I tried to explain: we see a person, and we slot male/female. All judgments flow from there. We match clothing to secondary sexual characteristics. We match up voices and cadences and attitudes. We slot the person into imagined roles and qualities, based on what we've observed. We come up with words like tomboy and girlie man and slut and queer and pansy and butch. We say "pretty!" or "hot!" or whatever. When we talk to said person, we know whether to judge hir bad attitude "bitchy" or "dickly."

"Hm," my friend said again. "I don't know."

And at that point I gave up.

But no. Seriously. We (people, humans, those of us raised under patriarchy, I don't know if it's nature or nurture) get intensely uncomfortable if we don't know "what someone is." (The answer: a person. Full stop.) And we get twitchy if what we imagine doesn't match what we expect. Men are Y way. Women are X way. (ha! see what I did there?)

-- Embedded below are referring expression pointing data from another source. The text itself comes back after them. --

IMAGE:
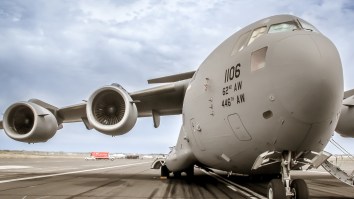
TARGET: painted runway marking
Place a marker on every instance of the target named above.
(14, 167)
(71, 172)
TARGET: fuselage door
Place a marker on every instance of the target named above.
(197, 133)
(237, 127)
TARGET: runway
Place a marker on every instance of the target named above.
(49, 178)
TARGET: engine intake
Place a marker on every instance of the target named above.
(110, 110)
(29, 122)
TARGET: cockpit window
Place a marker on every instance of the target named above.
(241, 43)
(257, 33)
(307, 26)
(283, 27)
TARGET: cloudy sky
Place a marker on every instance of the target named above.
(61, 51)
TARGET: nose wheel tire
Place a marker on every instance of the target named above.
(299, 189)
(276, 189)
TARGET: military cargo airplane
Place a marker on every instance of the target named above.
(266, 101)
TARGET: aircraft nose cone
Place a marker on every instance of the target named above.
(309, 79)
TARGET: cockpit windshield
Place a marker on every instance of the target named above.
(307, 26)
(283, 27)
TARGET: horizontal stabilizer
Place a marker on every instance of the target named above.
(172, 78)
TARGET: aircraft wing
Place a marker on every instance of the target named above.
(162, 100)
(110, 110)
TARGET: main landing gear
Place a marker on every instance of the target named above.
(282, 188)
(285, 187)
(165, 172)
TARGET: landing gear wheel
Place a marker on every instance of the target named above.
(190, 171)
(164, 171)
(276, 189)
(177, 174)
(299, 188)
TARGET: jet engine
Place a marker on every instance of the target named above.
(345, 125)
(111, 110)
(29, 122)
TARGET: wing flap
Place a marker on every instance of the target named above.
(163, 100)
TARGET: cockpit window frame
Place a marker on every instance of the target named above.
(311, 27)
(292, 22)
(252, 38)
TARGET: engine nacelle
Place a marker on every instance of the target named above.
(345, 125)
(110, 110)
(29, 122)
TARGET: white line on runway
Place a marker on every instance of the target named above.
(71, 172)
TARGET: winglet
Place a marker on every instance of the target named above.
(172, 78)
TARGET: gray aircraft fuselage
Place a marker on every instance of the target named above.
(278, 89)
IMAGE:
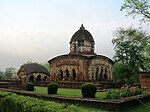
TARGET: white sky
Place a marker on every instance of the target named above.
(39, 30)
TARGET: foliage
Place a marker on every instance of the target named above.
(1, 75)
(10, 102)
(52, 88)
(29, 86)
(130, 52)
(125, 91)
(68, 92)
(88, 90)
(46, 65)
(137, 7)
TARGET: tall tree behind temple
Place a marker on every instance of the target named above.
(129, 45)
(140, 8)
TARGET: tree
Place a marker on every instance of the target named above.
(129, 45)
(139, 8)
(10, 72)
(1, 74)
(46, 65)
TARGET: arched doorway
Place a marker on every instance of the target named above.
(45, 78)
(31, 78)
(101, 74)
(73, 74)
(67, 74)
(60, 75)
(105, 75)
(96, 74)
(38, 78)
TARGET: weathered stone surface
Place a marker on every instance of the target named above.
(81, 64)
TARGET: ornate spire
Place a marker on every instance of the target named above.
(82, 28)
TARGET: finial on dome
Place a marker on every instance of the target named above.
(82, 28)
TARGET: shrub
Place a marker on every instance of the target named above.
(52, 88)
(29, 86)
(88, 90)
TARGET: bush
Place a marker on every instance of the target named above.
(88, 90)
(29, 86)
(137, 84)
(125, 91)
(52, 88)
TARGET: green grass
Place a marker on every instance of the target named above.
(69, 92)
(140, 108)
(50, 105)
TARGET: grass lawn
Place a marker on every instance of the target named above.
(68, 92)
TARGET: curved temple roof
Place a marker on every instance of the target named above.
(81, 35)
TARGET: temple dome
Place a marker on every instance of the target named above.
(81, 35)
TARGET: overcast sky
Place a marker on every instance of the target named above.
(39, 30)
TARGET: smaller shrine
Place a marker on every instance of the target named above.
(33, 73)
(81, 64)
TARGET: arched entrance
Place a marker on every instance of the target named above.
(45, 78)
(67, 74)
(60, 75)
(38, 78)
(96, 74)
(31, 78)
(101, 74)
(73, 74)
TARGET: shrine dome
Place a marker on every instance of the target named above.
(82, 35)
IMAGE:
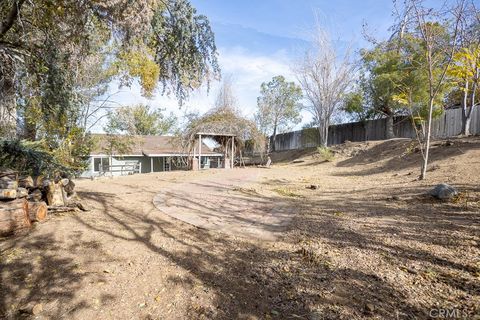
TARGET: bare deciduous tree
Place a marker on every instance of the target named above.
(325, 77)
(439, 50)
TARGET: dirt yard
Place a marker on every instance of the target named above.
(255, 243)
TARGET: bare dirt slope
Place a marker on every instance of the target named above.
(366, 244)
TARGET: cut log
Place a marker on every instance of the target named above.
(38, 181)
(35, 195)
(8, 194)
(8, 184)
(37, 211)
(64, 182)
(25, 182)
(54, 193)
(14, 217)
(22, 193)
(55, 209)
(69, 188)
(8, 175)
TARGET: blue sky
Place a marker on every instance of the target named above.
(259, 39)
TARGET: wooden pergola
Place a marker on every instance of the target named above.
(230, 140)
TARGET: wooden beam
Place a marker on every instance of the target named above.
(233, 139)
(199, 152)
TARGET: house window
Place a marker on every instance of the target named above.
(101, 164)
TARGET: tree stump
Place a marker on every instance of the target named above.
(35, 195)
(14, 217)
(37, 211)
(22, 193)
(8, 194)
(25, 182)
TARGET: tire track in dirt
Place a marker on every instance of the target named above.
(218, 202)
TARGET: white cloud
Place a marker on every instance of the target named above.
(248, 71)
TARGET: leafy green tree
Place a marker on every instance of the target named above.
(438, 32)
(278, 106)
(64, 53)
(140, 120)
(464, 73)
(156, 41)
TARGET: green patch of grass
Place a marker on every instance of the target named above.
(325, 154)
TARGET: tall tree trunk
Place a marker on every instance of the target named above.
(7, 104)
(423, 173)
(389, 133)
(323, 131)
(274, 137)
(466, 116)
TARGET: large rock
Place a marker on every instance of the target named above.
(444, 191)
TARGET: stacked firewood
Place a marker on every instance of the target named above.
(25, 200)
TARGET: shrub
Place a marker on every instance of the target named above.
(325, 153)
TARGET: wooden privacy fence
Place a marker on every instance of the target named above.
(449, 124)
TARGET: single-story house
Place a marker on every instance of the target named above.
(147, 154)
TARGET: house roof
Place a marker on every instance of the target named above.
(148, 146)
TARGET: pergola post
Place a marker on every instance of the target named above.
(231, 166)
(199, 152)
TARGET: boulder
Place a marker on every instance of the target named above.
(443, 191)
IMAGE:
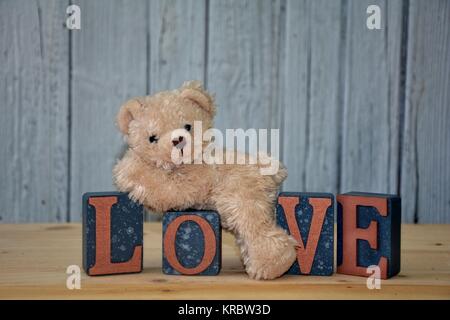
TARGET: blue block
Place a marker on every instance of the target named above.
(323, 257)
(125, 234)
(192, 242)
(388, 233)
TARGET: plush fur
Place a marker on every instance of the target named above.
(243, 197)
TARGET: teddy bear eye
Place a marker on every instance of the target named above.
(153, 139)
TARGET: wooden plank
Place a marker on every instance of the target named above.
(41, 274)
(311, 86)
(426, 148)
(370, 121)
(109, 63)
(177, 42)
(34, 107)
(243, 62)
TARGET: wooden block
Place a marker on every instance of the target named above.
(192, 243)
(309, 218)
(368, 233)
(112, 233)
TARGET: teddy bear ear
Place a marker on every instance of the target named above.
(193, 90)
(128, 111)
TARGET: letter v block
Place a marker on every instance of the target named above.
(368, 233)
(309, 218)
(112, 234)
(192, 242)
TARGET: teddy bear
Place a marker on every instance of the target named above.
(155, 127)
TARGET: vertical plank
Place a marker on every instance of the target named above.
(109, 63)
(243, 62)
(426, 148)
(34, 106)
(177, 42)
(370, 135)
(311, 92)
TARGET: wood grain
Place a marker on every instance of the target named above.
(109, 66)
(34, 259)
(426, 148)
(370, 121)
(34, 107)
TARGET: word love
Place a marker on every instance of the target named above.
(368, 234)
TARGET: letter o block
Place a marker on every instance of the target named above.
(309, 218)
(192, 242)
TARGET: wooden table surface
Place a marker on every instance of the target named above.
(34, 258)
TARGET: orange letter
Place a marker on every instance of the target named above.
(351, 233)
(305, 254)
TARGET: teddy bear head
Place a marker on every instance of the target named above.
(160, 126)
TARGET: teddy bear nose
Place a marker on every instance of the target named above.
(177, 141)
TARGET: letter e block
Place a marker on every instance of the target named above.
(368, 229)
(192, 242)
(112, 234)
(309, 218)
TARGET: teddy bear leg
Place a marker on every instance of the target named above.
(267, 250)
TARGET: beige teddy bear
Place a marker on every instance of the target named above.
(157, 126)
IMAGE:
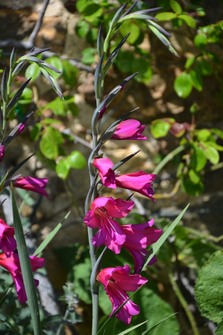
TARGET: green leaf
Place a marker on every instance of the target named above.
(183, 85)
(56, 62)
(70, 73)
(196, 80)
(63, 107)
(124, 61)
(217, 132)
(211, 153)
(209, 288)
(219, 330)
(62, 168)
(27, 96)
(155, 29)
(50, 236)
(27, 273)
(156, 246)
(32, 71)
(175, 6)
(194, 177)
(191, 187)
(75, 160)
(88, 56)
(203, 135)
(50, 142)
(154, 309)
(127, 331)
(133, 29)
(165, 16)
(189, 62)
(200, 41)
(198, 159)
(189, 20)
(82, 28)
(204, 67)
(159, 128)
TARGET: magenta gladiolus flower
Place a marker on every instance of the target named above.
(101, 215)
(117, 281)
(2, 152)
(12, 265)
(7, 241)
(139, 181)
(31, 184)
(129, 130)
(106, 173)
(138, 238)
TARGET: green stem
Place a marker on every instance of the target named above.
(184, 304)
(64, 319)
(168, 158)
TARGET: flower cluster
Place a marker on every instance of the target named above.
(9, 258)
(104, 215)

So then I see stories like this one about Andrej Pejic and how Barnes and Noble insisted that his image on a magazine cover be covered by opaque plastic because people might mistake him for a [nude] woman. And I think--well. A couple of things. One: Goddamn, he's beautiful. And I mean that in all senses. And then I think--why the fuck do we care? His name is Andrej, and we have topless men on the covers of magazines all the time. But of course the answer is obvious, right? He might be mistaken for a woman, and a young nude woman at that, and we can't have that. Because young nude women are, by US standards, indecent. They make us (as a society) uncomfortable in a way that half-naked men do not. But then, if we all knew the person was a she, not a he--that's a whole new batch of discomfort. This doesn't fit into our sex and gender roles! Cover it up!

Then there's the manufactured drama over Baby Storm, whose parents refuse to reveal hir sex. The child will be confused! the pearl-clutchers cry. The kid will be messed up! So explain to me, and use little words, how the kid will be messed up. Will s/he not know the proper behavior? Understand what colors s/he can wear? What fashions? If the hair should be long or short? Make-up? Because what I'm really seeing here is that people encountering the kid are upset, not the kid. They don't know how to respond to a child with no sexual cues. And they are going after the parents in all kinds of judgmentally bullshit ways, projecting their own freakout onto a little baby whose sex wouldn't be readily apparent anyway if it wasn't wearing the properly socially coded clothing.

And that's fucked up. Gods and little fish, that's fucked up.

And then I read this piece about pirates, princesses, and karate and thought--yeah. The author, Susan Schorn, says it better than I can. So I quote her here:
These kids don't find it at all unusual to put on a pirate outfit and then sit quietly at a table, gluing down sequins. They think nothing of hiking up their gowns and laying into a target like angry wallabies. It's all open to them right now, the whole big sex-and-gender-and-power puzzle is just one big fantasy, and they are free to try on any part of it they want.
Pretty soon, that will change. One set of ridiculous costumes will nudge the little girls toward one role, while another set of absurd uniforms will elbow the boys in the opposite direction. They'll move further and further apart, until the opposing camps of raging masculinity and bulging femininity are established, only meeting up at events like the UFC title fights, or, in more civilized dress, at royal weddings.
If I were a princess, I think, and I had a fairy godmother, and she granted me one wish, I'd wish that all of these kids, the boys and the girls, would find a way to hang onto their freedom. That they'd refuse be swayed by the big-screen TVs and the fashion columnists and the wait staff at the restaurants their parents bring them to, and carry on with their brilliant mash-ups of piracy, princesses, and punching bags. That all forms of power would seem equally plausible to them, and that all costumes would strike them as equally ridiculous,

I hope baby Storm has that fairy godmother. I hope the whole world gets one.